The report, titled Persecuting ‘Evil Way’ Religion, calls on the Kingdom to immediately stop cooperating in efforts with Vietnam to block Montagnards, and other Christian ethnic groups, from seeking asylum in the Kingdom.
A news conference in Bangkok to launch the study – based on interviews with 21 Montagnards who have fled the Central Highland provinces of Gia Lai and Dak Lak over the past two years – was yesterday shut down by Thai authorities.
The junta claimed the event, scheduled at the Foreign Correspondents Club of Thailand, would impact relations with its communist neighbour, whose prime minister, Nguyen Tan Dung, is set to visit next month.
The report catalogues an ongoing pattern of persecution against the groups to eliminate “evil way” religions such as De Ga Protestantism and Ha Mon Catholicism, both considered “reactionary” by Vietnam’s communist authorities.

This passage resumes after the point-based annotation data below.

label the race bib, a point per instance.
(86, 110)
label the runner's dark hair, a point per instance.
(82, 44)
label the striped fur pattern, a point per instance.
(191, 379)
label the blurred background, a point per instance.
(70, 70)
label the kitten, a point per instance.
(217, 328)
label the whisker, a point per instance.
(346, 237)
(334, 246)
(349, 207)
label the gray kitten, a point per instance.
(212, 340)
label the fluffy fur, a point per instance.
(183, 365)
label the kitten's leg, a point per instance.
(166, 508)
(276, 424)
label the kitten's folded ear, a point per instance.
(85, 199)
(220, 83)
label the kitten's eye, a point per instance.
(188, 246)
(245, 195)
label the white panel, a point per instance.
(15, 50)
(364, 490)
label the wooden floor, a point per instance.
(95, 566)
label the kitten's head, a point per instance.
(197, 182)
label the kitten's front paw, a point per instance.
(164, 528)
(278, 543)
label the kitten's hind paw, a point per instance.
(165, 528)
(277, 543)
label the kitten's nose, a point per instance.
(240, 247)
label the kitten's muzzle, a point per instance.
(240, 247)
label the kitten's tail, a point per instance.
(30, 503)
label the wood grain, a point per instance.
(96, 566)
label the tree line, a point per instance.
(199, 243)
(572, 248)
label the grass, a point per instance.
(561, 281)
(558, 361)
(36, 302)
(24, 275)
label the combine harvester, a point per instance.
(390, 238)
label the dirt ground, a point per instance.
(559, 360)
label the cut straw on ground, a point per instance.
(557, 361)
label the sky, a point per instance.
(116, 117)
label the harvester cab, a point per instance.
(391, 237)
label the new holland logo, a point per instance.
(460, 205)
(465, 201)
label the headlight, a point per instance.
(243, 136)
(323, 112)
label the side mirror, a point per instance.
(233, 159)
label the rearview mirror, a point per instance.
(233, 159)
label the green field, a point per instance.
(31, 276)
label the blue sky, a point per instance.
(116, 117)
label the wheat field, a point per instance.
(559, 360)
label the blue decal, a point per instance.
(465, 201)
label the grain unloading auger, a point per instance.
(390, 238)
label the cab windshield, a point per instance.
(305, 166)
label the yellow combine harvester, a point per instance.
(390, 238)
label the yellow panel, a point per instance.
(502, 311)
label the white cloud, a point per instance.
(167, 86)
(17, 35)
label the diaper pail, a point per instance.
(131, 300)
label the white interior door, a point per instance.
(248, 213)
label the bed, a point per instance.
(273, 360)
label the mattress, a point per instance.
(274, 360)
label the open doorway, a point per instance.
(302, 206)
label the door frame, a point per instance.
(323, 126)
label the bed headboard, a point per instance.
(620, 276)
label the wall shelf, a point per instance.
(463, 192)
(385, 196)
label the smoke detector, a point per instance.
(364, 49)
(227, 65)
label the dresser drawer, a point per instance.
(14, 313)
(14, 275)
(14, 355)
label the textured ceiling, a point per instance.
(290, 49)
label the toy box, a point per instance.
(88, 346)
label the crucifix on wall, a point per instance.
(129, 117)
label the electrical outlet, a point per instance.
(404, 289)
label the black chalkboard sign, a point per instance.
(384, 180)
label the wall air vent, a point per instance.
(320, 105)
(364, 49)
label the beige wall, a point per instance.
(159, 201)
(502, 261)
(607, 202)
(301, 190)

The stories speak of churches being shut down, threats to family members, constant harassment by police and arbitrary detention, sometimes for days.
Victims tell of being beaten and tortured with electric shocks by officers demanding they renounce their religion.
“I was hit everywhere; they even used electricity to shock me,” a Montagnard from the Chu Puh district of Gia Lai told HRW in 2015, explaining he was detained in February 2014 for three days and again in March for two days and two nights.
“After they hit me, I couldn’t hear anything from my ears … The police told me if I continued going to church then the police would continue arresting me, so that is why I left Vietnam.”
In March, the government granted provisional refugee status to 13 Montagnards who were escorted to Phnom Penh by the UN. However, the Kingdom has since sent at least 54 back to Vietnam.
More than 100 Montagnard asylum seekers currently hiding in Cambodia are being refused permission to register as refugees.
Director of the Ministry of Interior’s refugee department Kem Sarin yesterday rejected HRW’s claim it was failing in its obligations under the United Nations Refugee Convention.
“Some countries put them in detention but we don’t, because they cross illegally into Cambodia.”